ISTANBUL— Two weeks after Turkey’s parliamentary elections, experts agree on one thing: No one really knows what’s going to happen next.
Turkey’s June 7 election left Turkey’s long-ruling Justice and Development Party, known by Turkish acronym AKP, short of the majority it needs to govern alone, meaning it will have to turn to at least one of the three opposition parties to secure its hold on government.
Negotiating such a coalition will be complicated by the vitriol of the campaign, the differences between the four camps and the ambitions of President Recep Tayyip Erdogan, still a dominant force in Turkish politics despite his theoretically neutral role as head of state.
“Neither can I or anyone else make any predictions as to what’s happening,” said Ersin Kalaycioglu, a professor of Turkish politics at Sabanci University in Istanbul.
Sinan Ciddi, the director of the Institute of Turkish Studies at Georgetown University, said he wouldn’t rule out anything either.
“There are as many credible scenarios out there as there are plausible political parties,” he said.

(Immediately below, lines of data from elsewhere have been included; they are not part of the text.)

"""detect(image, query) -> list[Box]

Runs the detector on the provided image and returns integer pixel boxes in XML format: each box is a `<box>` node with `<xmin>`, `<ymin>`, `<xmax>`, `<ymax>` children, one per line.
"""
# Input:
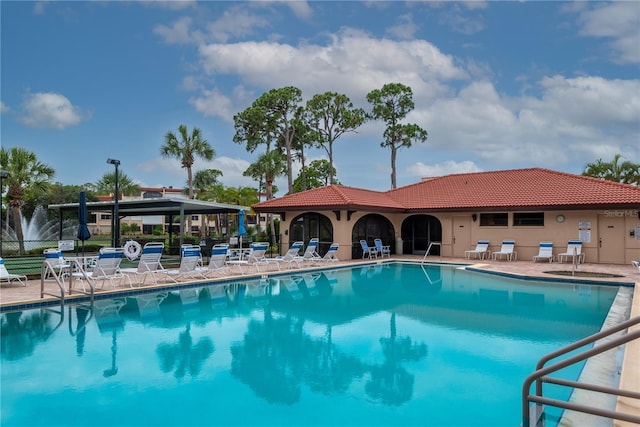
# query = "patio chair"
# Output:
<box><xmin>0</xmin><ymin>257</ymin><xmax>27</xmax><ymax>287</ymax></box>
<box><xmin>464</xmin><ymin>241</ymin><xmax>490</xmax><ymax>260</ymax></box>
<box><xmin>72</xmin><ymin>247</ymin><xmax>131</xmax><ymax>290</ymax></box>
<box><xmin>533</xmin><ymin>242</ymin><xmax>554</xmax><ymax>263</ymax></box>
<box><xmin>264</xmin><ymin>241</ymin><xmax>304</xmax><ymax>270</ymax></box>
<box><xmin>163</xmin><ymin>246</ymin><xmax>206</xmax><ymax>282</ymax></box>
<box><xmin>319</xmin><ymin>243</ymin><xmax>340</xmax><ymax>262</ymax></box>
<box><xmin>492</xmin><ymin>240</ymin><xmax>517</xmax><ymax>261</ymax></box>
<box><xmin>227</xmin><ymin>242</ymin><xmax>270</xmax><ymax>275</ymax></box>
<box><xmin>197</xmin><ymin>244</ymin><xmax>231</xmax><ymax>277</ymax></box>
<box><xmin>43</xmin><ymin>248</ymin><xmax>71</xmax><ymax>280</ymax></box>
<box><xmin>630</xmin><ymin>260</ymin><xmax>639</xmax><ymax>273</ymax></box>
<box><xmin>557</xmin><ymin>240</ymin><xmax>585</xmax><ymax>263</ymax></box>
<box><xmin>120</xmin><ymin>242</ymin><xmax>165</xmax><ymax>286</ymax></box>
<box><xmin>374</xmin><ymin>239</ymin><xmax>391</xmax><ymax>258</ymax></box>
<box><xmin>293</xmin><ymin>238</ymin><xmax>322</xmax><ymax>264</ymax></box>
<box><xmin>360</xmin><ymin>240</ymin><xmax>378</xmax><ymax>259</ymax></box>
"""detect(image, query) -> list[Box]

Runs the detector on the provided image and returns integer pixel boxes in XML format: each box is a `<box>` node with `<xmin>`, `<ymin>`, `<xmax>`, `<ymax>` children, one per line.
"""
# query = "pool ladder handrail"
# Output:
<box><xmin>422</xmin><ymin>242</ymin><xmax>442</xmax><ymax>262</ymax></box>
<box><xmin>522</xmin><ymin>315</ymin><xmax>640</xmax><ymax>427</ymax></box>
<box><xmin>40</xmin><ymin>260</ymin><xmax>95</xmax><ymax>305</ymax></box>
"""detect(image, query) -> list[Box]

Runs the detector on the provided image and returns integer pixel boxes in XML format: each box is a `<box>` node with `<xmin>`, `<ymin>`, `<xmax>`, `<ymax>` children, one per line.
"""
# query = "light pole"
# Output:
<box><xmin>106</xmin><ymin>159</ymin><xmax>120</xmax><ymax>247</ymax></box>
<box><xmin>0</xmin><ymin>170</ymin><xmax>8</xmax><ymax>256</ymax></box>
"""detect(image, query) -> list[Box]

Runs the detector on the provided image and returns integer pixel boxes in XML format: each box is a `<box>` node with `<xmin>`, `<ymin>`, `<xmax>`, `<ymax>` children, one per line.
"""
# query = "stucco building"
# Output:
<box><xmin>252</xmin><ymin>168</ymin><xmax>640</xmax><ymax>264</ymax></box>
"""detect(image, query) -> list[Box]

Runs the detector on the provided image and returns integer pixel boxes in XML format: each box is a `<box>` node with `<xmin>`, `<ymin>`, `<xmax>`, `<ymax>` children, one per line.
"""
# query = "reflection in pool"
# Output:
<box><xmin>1</xmin><ymin>263</ymin><xmax>620</xmax><ymax>427</ymax></box>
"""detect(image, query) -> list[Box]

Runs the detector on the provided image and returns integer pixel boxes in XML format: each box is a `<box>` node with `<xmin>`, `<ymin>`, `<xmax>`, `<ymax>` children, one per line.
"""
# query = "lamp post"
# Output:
<box><xmin>106</xmin><ymin>159</ymin><xmax>120</xmax><ymax>247</ymax></box>
<box><xmin>0</xmin><ymin>170</ymin><xmax>8</xmax><ymax>256</ymax></box>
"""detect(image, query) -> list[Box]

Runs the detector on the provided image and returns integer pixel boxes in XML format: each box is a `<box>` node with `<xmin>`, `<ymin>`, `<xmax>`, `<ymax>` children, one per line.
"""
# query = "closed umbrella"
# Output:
<box><xmin>77</xmin><ymin>191</ymin><xmax>91</xmax><ymax>257</ymax></box>
<box><xmin>238</xmin><ymin>209</ymin><xmax>247</xmax><ymax>249</ymax></box>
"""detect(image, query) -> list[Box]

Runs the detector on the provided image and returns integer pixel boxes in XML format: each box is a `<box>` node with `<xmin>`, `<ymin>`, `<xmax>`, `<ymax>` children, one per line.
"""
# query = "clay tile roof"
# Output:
<box><xmin>253</xmin><ymin>168</ymin><xmax>640</xmax><ymax>212</ymax></box>
<box><xmin>253</xmin><ymin>185</ymin><xmax>403</xmax><ymax>212</ymax></box>
<box><xmin>386</xmin><ymin>167</ymin><xmax>640</xmax><ymax>210</ymax></box>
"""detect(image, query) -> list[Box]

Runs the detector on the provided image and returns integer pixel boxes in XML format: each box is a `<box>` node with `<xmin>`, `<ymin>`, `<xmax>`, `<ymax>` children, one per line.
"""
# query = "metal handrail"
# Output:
<box><xmin>522</xmin><ymin>316</ymin><xmax>640</xmax><ymax>427</ymax></box>
<box><xmin>40</xmin><ymin>262</ymin><xmax>66</xmax><ymax>304</ymax></box>
<box><xmin>422</xmin><ymin>242</ymin><xmax>442</xmax><ymax>262</ymax></box>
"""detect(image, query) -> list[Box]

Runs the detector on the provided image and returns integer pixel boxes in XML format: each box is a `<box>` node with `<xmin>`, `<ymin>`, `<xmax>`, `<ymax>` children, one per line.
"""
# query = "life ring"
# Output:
<box><xmin>124</xmin><ymin>240</ymin><xmax>142</xmax><ymax>261</ymax></box>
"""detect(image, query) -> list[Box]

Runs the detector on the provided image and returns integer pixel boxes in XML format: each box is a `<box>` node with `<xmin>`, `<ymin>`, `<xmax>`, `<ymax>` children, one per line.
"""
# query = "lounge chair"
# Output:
<box><xmin>533</xmin><ymin>242</ymin><xmax>554</xmax><ymax>263</ymax></box>
<box><xmin>262</xmin><ymin>241</ymin><xmax>303</xmax><ymax>270</ymax></box>
<box><xmin>293</xmin><ymin>238</ymin><xmax>322</xmax><ymax>264</ymax></box>
<box><xmin>374</xmin><ymin>239</ymin><xmax>391</xmax><ymax>258</ymax></box>
<box><xmin>465</xmin><ymin>241</ymin><xmax>490</xmax><ymax>260</ymax></box>
<box><xmin>0</xmin><ymin>257</ymin><xmax>27</xmax><ymax>287</ymax></box>
<box><xmin>197</xmin><ymin>244</ymin><xmax>231</xmax><ymax>277</ymax></box>
<box><xmin>631</xmin><ymin>260</ymin><xmax>640</xmax><ymax>273</ymax></box>
<box><xmin>492</xmin><ymin>240</ymin><xmax>517</xmax><ymax>261</ymax></box>
<box><xmin>43</xmin><ymin>248</ymin><xmax>72</xmax><ymax>280</ymax></box>
<box><xmin>227</xmin><ymin>242</ymin><xmax>270</xmax><ymax>274</ymax></box>
<box><xmin>319</xmin><ymin>243</ymin><xmax>340</xmax><ymax>262</ymax></box>
<box><xmin>72</xmin><ymin>247</ymin><xmax>131</xmax><ymax>290</ymax></box>
<box><xmin>360</xmin><ymin>240</ymin><xmax>378</xmax><ymax>259</ymax></box>
<box><xmin>163</xmin><ymin>246</ymin><xmax>206</xmax><ymax>282</ymax></box>
<box><xmin>120</xmin><ymin>242</ymin><xmax>165</xmax><ymax>286</ymax></box>
<box><xmin>558</xmin><ymin>240</ymin><xmax>585</xmax><ymax>263</ymax></box>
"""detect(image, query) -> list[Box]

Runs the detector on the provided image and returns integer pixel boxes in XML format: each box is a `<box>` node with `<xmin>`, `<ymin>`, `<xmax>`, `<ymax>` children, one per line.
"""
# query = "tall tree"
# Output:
<box><xmin>304</xmin><ymin>92</ymin><xmax>366</xmax><ymax>185</ymax></box>
<box><xmin>190</xmin><ymin>169</ymin><xmax>223</xmax><ymax>237</ymax></box>
<box><xmin>583</xmin><ymin>154</ymin><xmax>639</xmax><ymax>185</ymax></box>
<box><xmin>234</xmin><ymin>87</ymin><xmax>303</xmax><ymax>194</ymax></box>
<box><xmin>366</xmin><ymin>83</ymin><xmax>428</xmax><ymax>189</ymax></box>
<box><xmin>161</xmin><ymin>124</ymin><xmax>215</xmax><ymax>234</ymax></box>
<box><xmin>293</xmin><ymin>159</ymin><xmax>340</xmax><ymax>192</ymax></box>
<box><xmin>244</xmin><ymin>150</ymin><xmax>287</xmax><ymax>247</ymax></box>
<box><xmin>0</xmin><ymin>147</ymin><xmax>55</xmax><ymax>253</ymax></box>
<box><xmin>161</xmin><ymin>125</ymin><xmax>215</xmax><ymax>199</ymax></box>
<box><xmin>94</xmin><ymin>172</ymin><xmax>141</xmax><ymax>197</ymax></box>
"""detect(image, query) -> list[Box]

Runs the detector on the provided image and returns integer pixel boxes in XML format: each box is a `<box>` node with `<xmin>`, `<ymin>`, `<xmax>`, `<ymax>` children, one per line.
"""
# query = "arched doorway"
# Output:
<box><xmin>289</xmin><ymin>212</ymin><xmax>333</xmax><ymax>255</ymax></box>
<box><xmin>352</xmin><ymin>214</ymin><xmax>395</xmax><ymax>258</ymax></box>
<box><xmin>401</xmin><ymin>215</ymin><xmax>442</xmax><ymax>255</ymax></box>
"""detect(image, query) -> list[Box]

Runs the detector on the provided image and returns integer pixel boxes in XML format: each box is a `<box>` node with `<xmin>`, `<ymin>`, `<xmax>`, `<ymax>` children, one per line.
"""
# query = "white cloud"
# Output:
<box><xmin>20</xmin><ymin>92</ymin><xmax>86</xmax><ymax>129</ymax></box>
<box><xmin>154</xmin><ymin>16</ymin><xmax>196</xmax><ymax>44</ymax></box>
<box><xmin>0</xmin><ymin>102</ymin><xmax>9</xmax><ymax>113</ymax></box>
<box><xmin>407</xmin><ymin>160</ymin><xmax>483</xmax><ymax>178</ymax></box>
<box><xmin>386</xmin><ymin>14</ymin><xmax>418</xmax><ymax>40</ymax></box>
<box><xmin>205</xmin><ymin>6</ymin><xmax>270</xmax><ymax>42</ymax></box>
<box><xmin>574</xmin><ymin>2</ymin><xmax>640</xmax><ymax>64</ymax></box>
<box><xmin>189</xmin><ymin>89</ymin><xmax>234</xmax><ymax>121</ymax></box>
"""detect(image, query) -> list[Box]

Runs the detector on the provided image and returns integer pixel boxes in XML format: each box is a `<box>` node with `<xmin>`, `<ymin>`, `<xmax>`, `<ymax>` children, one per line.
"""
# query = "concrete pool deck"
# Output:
<box><xmin>1</xmin><ymin>255</ymin><xmax>638</xmax><ymax>425</ymax></box>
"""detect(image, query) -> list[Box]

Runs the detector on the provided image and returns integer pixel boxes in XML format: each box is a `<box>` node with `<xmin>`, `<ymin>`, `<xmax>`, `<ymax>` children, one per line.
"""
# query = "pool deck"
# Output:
<box><xmin>1</xmin><ymin>255</ymin><xmax>639</xmax><ymax>424</ymax></box>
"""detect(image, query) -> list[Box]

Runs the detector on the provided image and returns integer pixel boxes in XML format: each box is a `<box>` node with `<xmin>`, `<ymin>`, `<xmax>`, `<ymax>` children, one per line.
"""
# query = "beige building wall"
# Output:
<box><xmin>277</xmin><ymin>208</ymin><xmax>640</xmax><ymax>264</ymax></box>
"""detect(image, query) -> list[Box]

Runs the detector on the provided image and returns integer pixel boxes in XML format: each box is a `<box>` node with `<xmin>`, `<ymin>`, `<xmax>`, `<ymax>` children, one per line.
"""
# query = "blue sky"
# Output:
<box><xmin>2</xmin><ymin>1</ymin><xmax>639</xmax><ymax>194</ymax></box>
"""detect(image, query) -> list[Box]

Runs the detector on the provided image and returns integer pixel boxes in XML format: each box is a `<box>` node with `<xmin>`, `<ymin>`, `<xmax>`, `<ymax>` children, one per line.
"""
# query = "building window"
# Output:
<box><xmin>479</xmin><ymin>213</ymin><xmax>508</xmax><ymax>226</ymax></box>
<box><xmin>191</xmin><ymin>215</ymin><xmax>198</xmax><ymax>221</ymax></box>
<box><xmin>513</xmin><ymin>212</ymin><xmax>544</xmax><ymax>226</ymax></box>
<box><xmin>100</xmin><ymin>214</ymin><xmax>111</xmax><ymax>220</ymax></box>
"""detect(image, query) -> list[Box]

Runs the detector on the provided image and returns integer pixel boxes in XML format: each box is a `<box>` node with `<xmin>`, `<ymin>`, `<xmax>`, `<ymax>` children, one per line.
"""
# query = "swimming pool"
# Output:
<box><xmin>0</xmin><ymin>263</ymin><xmax>621</xmax><ymax>426</ymax></box>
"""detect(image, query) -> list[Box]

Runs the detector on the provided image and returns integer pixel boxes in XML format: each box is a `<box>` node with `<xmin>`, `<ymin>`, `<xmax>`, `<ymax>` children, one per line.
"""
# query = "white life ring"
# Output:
<box><xmin>124</xmin><ymin>240</ymin><xmax>142</xmax><ymax>261</ymax></box>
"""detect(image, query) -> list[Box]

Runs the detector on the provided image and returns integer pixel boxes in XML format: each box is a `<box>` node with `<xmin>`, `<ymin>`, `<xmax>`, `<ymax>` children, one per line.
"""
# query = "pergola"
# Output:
<box><xmin>48</xmin><ymin>197</ymin><xmax>249</xmax><ymax>247</ymax></box>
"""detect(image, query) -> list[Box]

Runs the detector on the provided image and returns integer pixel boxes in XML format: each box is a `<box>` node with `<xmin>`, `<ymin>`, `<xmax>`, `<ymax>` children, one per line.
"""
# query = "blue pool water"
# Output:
<box><xmin>1</xmin><ymin>263</ymin><xmax>619</xmax><ymax>427</ymax></box>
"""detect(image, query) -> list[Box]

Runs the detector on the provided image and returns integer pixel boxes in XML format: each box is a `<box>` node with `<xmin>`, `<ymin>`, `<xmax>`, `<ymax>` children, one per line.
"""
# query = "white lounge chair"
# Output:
<box><xmin>631</xmin><ymin>260</ymin><xmax>640</xmax><ymax>273</ymax></box>
<box><xmin>558</xmin><ymin>240</ymin><xmax>585</xmax><ymax>263</ymax></box>
<box><xmin>374</xmin><ymin>239</ymin><xmax>391</xmax><ymax>258</ymax></box>
<box><xmin>262</xmin><ymin>241</ymin><xmax>303</xmax><ymax>270</ymax></box>
<box><xmin>120</xmin><ymin>242</ymin><xmax>165</xmax><ymax>286</ymax></box>
<box><xmin>0</xmin><ymin>257</ymin><xmax>27</xmax><ymax>287</ymax></box>
<box><xmin>163</xmin><ymin>246</ymin><xmax>206</xmax><ymax>282</ymax></box>
<box><xmin>197</xmin><ymin>244</ymin><xmax>230</xmax><ymax>277</ymax></box>
<box><xmin>492</xmin><ymin>240</ymin><xmax>517</xmax><ymax>261</ymax></box>
<box><xmin>319</xmin><ymin>243</ymin><xmax>340</xmax><ymax>262</ymax></box>
<box><xmin>293</xmin><ymin>238</ymin><xmax>322</xmax><ymax>264</ymax></box>
<box><xmin>533</xmin><ymin>242</ymin><xmax>554</xmax><ymax>263</ymax></box>
<box><xmin>227</xmin><ymin>242</ymin><xmax>270</xmax><ymax>274</ymax></box>
<box><xmin>43</xmin><ymin>248</ymin><xmax>71</xmax><ymax>280</ymax></box>
<box><xmin>360</xmin><ymin>240</ymin><xmax>378</xmax><ymax>259</ymax></box>
<box><xmin>72</xmin><ymin>247</ymin><xmax>131</xmax><ymax>290</ymax></box>
<box><xmin>465</xmin><ymin>241</ymin><xmax>490</xmax><ymax>260</ymax></box>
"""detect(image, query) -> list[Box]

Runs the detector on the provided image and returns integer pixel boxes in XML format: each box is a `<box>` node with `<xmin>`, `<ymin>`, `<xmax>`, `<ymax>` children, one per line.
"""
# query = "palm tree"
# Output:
<box><xmin>161</xmin><ymin>125</ymin><xmax>215</xmax><ymax>233</ymax></box>
<box><xmin>161</xmin><ymin>125</ymin><xmax>215</xmax><ymax>199</ymax></box>
<box><xmin>583</xmin><ymin>154</ymin><xmax>639</xmax><ymax>185</ymax></box>
<box><xmin>0</xmin><ymin>147</ymin><xmax>55</xmax><ymax>253</ymax></box>
<box><xmin>94</xmin><ymin>171</ymin><xmax>141</xmax><ymax>197</ymax></box>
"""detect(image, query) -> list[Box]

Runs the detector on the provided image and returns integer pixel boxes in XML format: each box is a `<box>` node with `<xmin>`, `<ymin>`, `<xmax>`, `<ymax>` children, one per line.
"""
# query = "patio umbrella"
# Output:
<box><xmin>77</xmin><ymin>191</ymin><xmax>91</xmax><ymax>257</ymax></box>
<box><xmin>238</xmin><ymin>209</ymin><xmax>247</xmax><ymax>248</ymax></box>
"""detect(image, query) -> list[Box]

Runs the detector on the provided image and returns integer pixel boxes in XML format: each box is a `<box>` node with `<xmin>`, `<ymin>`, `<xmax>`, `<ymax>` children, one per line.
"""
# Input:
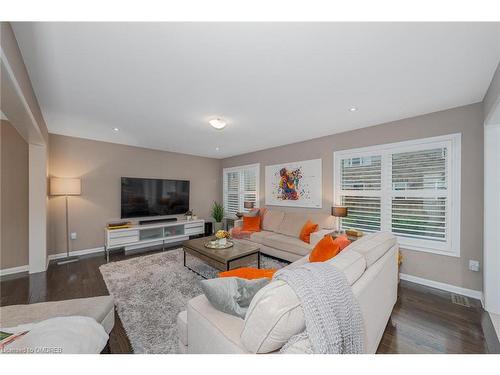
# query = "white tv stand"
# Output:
<box><xmin>104</xmin><ymin>219</ymin><xmax>205</xmax><ymax>262</ymax></box>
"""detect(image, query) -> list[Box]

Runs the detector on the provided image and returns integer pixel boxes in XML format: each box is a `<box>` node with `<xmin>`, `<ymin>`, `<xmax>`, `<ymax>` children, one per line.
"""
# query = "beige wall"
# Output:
<box><xmin>48</xmin><ymin>134</ymin><xmax>221</xmax><ymax>254</ymax></box>
<box><xmin>222</xmin><ymin>103</ymin><xmax>484</xmax><ymax>291</ymax></box>
<box><xmin>1</xmin><ymin>120</ymin><xmax>29</xmax><ymax>269</ymax></box>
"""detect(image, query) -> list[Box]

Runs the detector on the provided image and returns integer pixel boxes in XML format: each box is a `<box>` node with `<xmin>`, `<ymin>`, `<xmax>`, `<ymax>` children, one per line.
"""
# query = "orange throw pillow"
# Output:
<box><xmin>242</xmin><ymin>216</ymin><xmax>261</xmax><ymax>232</ymax></box>
<box><xmin>299</xmin><ymin>220</ymin><xmax>319</xmax><ymax>243</ymax></box>
<box><xmin>309</xmin><ymin>235</ymin><xmax>341</xmax><ymax>262</ymax></box>
<box><xmin>219</xmin><ymin>267</ymin><xmax>277</xmax><ymax>279</ymax></box>
<box><xmin>333</xmin><ymin>234</ymin><xmax>351</xmax><ymax>250</ymax></box>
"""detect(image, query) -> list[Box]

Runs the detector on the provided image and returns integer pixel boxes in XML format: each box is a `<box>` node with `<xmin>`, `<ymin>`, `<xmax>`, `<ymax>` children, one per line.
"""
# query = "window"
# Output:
<box><xmin>223</xmin><ymin>164</ymin><xmax>260</xmax><ymax>217</ymax></box>
<box><xmin>334</xmin><ymin>134</ymin><xmax>461</xmax><ymax>256</ymax></box>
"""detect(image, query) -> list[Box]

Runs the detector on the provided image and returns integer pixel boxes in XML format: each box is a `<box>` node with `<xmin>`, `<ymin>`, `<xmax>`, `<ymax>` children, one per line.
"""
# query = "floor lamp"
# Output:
<box><xmin>50</xmin><ymin>177</ymin><xmax>81</xmax><ymax>265</ymax></box>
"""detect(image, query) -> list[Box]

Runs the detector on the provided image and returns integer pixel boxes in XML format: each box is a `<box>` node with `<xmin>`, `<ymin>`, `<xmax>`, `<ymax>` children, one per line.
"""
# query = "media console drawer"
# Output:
<box><xmin>108</xmin><ymin>234</ymin><xmax>140</xmax><ymax>246</ymax></box>
<box><xmin>108</xmin><ymin>229</ymin><xmax>140</xmax><ymax>238</ymax></box>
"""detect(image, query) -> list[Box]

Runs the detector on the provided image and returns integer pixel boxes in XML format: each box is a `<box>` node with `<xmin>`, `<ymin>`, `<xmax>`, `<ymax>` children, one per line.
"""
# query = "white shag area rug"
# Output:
<box><xmin>99</xmin><ymin>248</ymin><xmax>287</xmax><ymax>353</ymax></box>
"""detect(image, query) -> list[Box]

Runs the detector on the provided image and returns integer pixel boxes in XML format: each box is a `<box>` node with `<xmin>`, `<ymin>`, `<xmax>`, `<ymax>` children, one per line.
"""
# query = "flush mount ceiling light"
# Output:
<box><xmin>215</xmin><ymin>146</ymin><xmax>220</xmax><ymax>151</ymax></box>
<box><xmin>349</xmin><ymin>107</ymin><xmax>358</xmax><ymax>112</ymax></box>
<box><xmin>209</xmin><ymin>118</ymin><xmax>227</xmax><ymax>130</ymax></box>
<box><xmin>113</xmin><ymin>127</ymin><xmax>120</xmax><ymax>132</ymax></box>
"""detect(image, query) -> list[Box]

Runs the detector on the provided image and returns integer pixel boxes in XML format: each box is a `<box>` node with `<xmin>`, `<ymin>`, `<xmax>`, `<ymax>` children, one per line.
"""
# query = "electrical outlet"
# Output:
<box><xmin>70</xmin><ymin>232</ymin><xmax>77</xmax><ymax>240</ymax></box>
<box><xmin>469</xmin><ymin>260</ymin><xmax>480</xmax><ymax>272</ymax></box>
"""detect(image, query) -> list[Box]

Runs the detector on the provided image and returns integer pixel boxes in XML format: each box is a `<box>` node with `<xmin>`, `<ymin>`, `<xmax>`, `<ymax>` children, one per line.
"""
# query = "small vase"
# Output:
<box><xmin>214</xmin><ymin>221</ymin><xmax>223</xmax><ymax>233</ymax></box>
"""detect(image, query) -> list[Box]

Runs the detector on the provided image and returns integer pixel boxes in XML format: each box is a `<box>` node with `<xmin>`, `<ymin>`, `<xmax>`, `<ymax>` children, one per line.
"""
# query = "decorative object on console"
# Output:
<box><xmin>107</xmin><ymin>221</ymin><xmax>132</xmax><ymax>230</ymax></box>
<box><xmin>331</xmin><ymin>205</ymin><xmax>348</xmax><ymax>233</ymax></box>
<box><xmin>265</xmin><ymin>158</ymin><xmax>322</xmax><ymax>208</ymax></box>
<box><xmin>211</xmin><ymin>201</ymin><xmax>224</xmax><ymax>232</ymax></box>
<box><xmin>50</xmin><ymin>177</ymin><xmax>82</xmax><ymax>265</ymax></box>
<box><xmin>185</xmin><ymin>210</ymin><xmax>193</xmax><ymax>221</ymax></box>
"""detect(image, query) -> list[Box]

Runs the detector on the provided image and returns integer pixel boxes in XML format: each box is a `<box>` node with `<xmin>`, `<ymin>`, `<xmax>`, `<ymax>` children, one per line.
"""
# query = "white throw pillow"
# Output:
<box><xmin>240</xmin><ymin>280</ymin><xmax>305</xmax><ymax>353</ymax></box>
<box><xmin>2</xmin><ymin>316</ymin><xmax>108</xmax><ymax>354</ymax></box>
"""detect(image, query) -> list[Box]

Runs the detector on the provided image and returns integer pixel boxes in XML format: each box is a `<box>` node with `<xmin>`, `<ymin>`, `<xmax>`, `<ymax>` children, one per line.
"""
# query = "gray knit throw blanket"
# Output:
<box><xmin>274</xmin><ymin>262</ymin><xmax>364</xmax><ymax>354</ymax></box>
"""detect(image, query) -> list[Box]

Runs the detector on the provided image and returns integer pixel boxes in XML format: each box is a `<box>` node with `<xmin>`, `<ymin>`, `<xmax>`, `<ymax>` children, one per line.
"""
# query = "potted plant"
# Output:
<box><xmin>185</xmin><ymin>209</ymin><xmax>193</xmax><ymax>221</ymax></box>
<box><xmin>211</xmin><ymin>201</ymin><xmax>224</xmax><ymax>233</ymax></box>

One of the more credible ones involves a deal between Turkey’s ruling party and the hardline nationalist party MHP, which opposes the two-year-old peace process with Turkey’s autonomy-seeking Kurdish rebels. Both parties sit on the right wing of Turkish politics, but such a deal could damage AKP’s relationship with Kurdish voters, a key constituency.
Alternatively, AKP could swallow its pride and strike a deal with its arch-nemesis, the secular CHP. Such a pairing would have an unassailable majority, but the rivalry between the two runs so deep it’s hard to see them acting in tandem.
Perhaps most importantly, all the opposition parties want Erdogan to stay out of politics. It’s hard to see the notoriously outspoken president backing away quietly.
It’s just about conceivable that Turkey’s three opposition parties, including the leftist HDP, could all band together and freeze AKP out of power, a scenario floated by Sukru Kucuksahin, a columnist for the secular-minded Hurriyet newspaper.
But even he acknowledged that was a long shot.
Ilnur Cevik, a columnist at for the pro-government Daily Sabah said coalition-building would be difficult because of “deep-rooted enmities” although he said a tie-up between AKP and the nationalists was the most likely bet. As for an alliance with the secularists, Cevik said, that would leave a bad taste in supporters’ mouth.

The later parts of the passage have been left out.